L’Institut national de psychiatrie légale Philippe-Pinel de Montréal, qui compte sept cas actifs de COVID-19 au sein de son personnel, appelle ses employés à respecter les consignes sanitaires pour « freiner la propagation qui sévit actuellement dans l’établissement ».

Henri Ouellette-Vézina Henri Ouellette-Vézina
La Presse

« La transmission communautaire est très importante et touche actuellement le personnel. Bien que la grande majorité du personnel se conforme aux mesures (et je les en remercie), malheureusement, les enquêtes épidémiologiques révèlent que certains employés ont présenté des comportements à risque », écrit la directrice de l’Institut, Manon Boily, dans un avis interne publié vendredi, que La Presse a obtenu.

On y apprend notamment que dès le 21 octobre, des gestionnaires seront postés à l’entrée principale du bâtiment à différents moments de la journée, « afin d’encourager le respect des mesures » comme la distanciation sociale, le port du masque, le lavage des mains et le remplissage de questionnaires de triage.

Nous vivons une situation exceptionnelle et, plus que jamais, nous avons besoin de votre entière collaboration.
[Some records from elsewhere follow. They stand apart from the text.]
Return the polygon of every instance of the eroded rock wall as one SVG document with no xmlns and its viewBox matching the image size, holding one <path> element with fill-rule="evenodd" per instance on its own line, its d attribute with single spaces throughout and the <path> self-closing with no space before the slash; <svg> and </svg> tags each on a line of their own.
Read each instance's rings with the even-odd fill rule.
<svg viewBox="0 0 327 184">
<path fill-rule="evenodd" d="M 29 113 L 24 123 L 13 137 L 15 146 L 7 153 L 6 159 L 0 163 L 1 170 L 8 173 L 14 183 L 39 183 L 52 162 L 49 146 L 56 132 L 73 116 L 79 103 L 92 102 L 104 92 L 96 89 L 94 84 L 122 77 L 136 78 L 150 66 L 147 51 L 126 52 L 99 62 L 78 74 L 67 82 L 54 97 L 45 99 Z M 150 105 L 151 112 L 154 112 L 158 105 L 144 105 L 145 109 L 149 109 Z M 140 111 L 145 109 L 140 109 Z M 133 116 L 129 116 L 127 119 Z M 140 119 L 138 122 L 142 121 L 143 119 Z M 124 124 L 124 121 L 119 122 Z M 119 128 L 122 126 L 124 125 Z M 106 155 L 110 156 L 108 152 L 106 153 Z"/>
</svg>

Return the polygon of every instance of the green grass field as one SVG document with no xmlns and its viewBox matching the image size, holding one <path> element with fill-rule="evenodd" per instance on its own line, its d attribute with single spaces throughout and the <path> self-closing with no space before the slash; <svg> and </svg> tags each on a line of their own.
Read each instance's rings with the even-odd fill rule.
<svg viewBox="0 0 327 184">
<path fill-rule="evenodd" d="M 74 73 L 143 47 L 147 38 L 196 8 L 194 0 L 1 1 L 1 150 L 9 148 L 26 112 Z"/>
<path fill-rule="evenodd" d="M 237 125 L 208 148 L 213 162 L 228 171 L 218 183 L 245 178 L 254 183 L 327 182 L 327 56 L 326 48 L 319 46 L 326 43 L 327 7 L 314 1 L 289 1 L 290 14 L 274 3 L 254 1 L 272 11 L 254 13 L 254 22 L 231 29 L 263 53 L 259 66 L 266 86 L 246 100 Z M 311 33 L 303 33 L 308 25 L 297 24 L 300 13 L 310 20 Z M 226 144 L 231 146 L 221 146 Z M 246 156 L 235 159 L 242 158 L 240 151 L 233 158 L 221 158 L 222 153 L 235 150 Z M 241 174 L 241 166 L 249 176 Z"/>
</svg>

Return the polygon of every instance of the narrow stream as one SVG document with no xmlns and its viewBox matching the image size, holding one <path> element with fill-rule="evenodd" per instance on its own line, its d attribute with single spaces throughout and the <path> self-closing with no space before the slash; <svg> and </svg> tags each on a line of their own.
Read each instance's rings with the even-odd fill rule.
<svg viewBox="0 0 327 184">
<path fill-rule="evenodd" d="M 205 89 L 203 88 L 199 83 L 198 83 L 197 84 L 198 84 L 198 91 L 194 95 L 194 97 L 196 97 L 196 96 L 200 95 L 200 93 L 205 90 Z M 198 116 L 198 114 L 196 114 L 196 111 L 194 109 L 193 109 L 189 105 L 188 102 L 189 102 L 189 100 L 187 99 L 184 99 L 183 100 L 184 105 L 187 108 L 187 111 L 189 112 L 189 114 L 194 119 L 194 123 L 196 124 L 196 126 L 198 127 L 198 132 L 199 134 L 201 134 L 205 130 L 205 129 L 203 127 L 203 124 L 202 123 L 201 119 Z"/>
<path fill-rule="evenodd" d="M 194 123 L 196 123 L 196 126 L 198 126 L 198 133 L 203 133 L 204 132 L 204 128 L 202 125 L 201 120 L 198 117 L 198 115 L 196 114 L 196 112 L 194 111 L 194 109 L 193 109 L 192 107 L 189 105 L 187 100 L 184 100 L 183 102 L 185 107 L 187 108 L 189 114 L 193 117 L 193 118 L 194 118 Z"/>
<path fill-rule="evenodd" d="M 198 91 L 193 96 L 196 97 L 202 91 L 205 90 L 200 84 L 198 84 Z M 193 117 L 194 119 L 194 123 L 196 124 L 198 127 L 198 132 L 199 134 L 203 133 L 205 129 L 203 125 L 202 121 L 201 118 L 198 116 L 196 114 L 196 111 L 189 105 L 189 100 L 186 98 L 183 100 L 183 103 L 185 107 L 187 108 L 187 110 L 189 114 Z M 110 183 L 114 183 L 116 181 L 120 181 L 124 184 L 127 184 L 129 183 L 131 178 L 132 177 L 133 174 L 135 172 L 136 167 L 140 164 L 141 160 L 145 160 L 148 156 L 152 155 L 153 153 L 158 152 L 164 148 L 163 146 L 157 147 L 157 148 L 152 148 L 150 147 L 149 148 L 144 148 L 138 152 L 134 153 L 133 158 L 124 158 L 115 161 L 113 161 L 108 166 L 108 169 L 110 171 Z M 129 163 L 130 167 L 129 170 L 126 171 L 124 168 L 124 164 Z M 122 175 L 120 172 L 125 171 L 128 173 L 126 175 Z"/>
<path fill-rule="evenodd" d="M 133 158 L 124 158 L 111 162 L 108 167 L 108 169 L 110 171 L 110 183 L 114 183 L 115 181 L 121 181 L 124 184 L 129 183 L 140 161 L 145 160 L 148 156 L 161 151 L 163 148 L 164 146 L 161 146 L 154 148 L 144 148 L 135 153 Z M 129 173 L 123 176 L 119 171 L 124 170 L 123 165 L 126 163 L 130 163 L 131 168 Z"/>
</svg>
Manon Boily, DG de l’Institut Philippe-Pinel

Deux patients de l’unité H2 avaient été diagnostiqués positifs ce printemps, mais sont maintenant rétablis. Cinq unités – A1, B1, F1, F2 et H2 – ont toutefois été « mises en isolement préventif », car elles sont considérées « comme une zone tiède ». Chez le personnel, 16 travailleurs de l’Institut qui avaient été atteints de la COVID-19 sont maintenant rétablis. Sept d’entre eux combattent toutefois le virus actuellement.

À un « point critique »

Dans sa note, Mme Boily reconnaît aussi que son établissement « est à un point critique, en termes de main-d’œuvre ». La situation « devrait pouvoir se stabiliser à nouveau », mais seulement si l’ensemble des employés se conforment aux directives, martèle-t-elle. La cadre dit par ailleurs remercier celles et ceux « qui ont accepté de prêter main forte ce week-end afin d’éviter des bris de service ».

Interpellée par La Presse, une porte-parole de l’Institut Pinel, Marylou Bossé, ajoute que « tout comme les autres établissements de la santé, la pénurie de la main-d’œuvre ainsi que la pandémie ont un impact direct sur la disponibilité du personnel ». « Nos communications nous permettent de sensibiliser nos employés à l’importance d’adopter des comportements sécuritaires », ajoute-t-elle. Néanmoins, la situation serait « sous contrôle ». « Nous avons le personnel requis pour maintenir notre offre de soins », assure Mme Bossé.

La plupart des employés déclarés positifs ont contracté le virus « dans la communauté », conclut la relationniste, en précisant que toutes les mesures appropriées ont été mises en place, « dont le retrait des travailleurs qui ont été en contact étroit avec les employés positifs ».

Avec l’arrivée de la deuxième vague, la direction affirme avoir mis des mesures en place pour « diminuer les risques », dont la mise sur pied d’une clinique de dépistage en continu, l’installation de toiles de protection dans les bureaux partagés ou encore la révision des horaires de travail, afin de diminuer l’achalandage.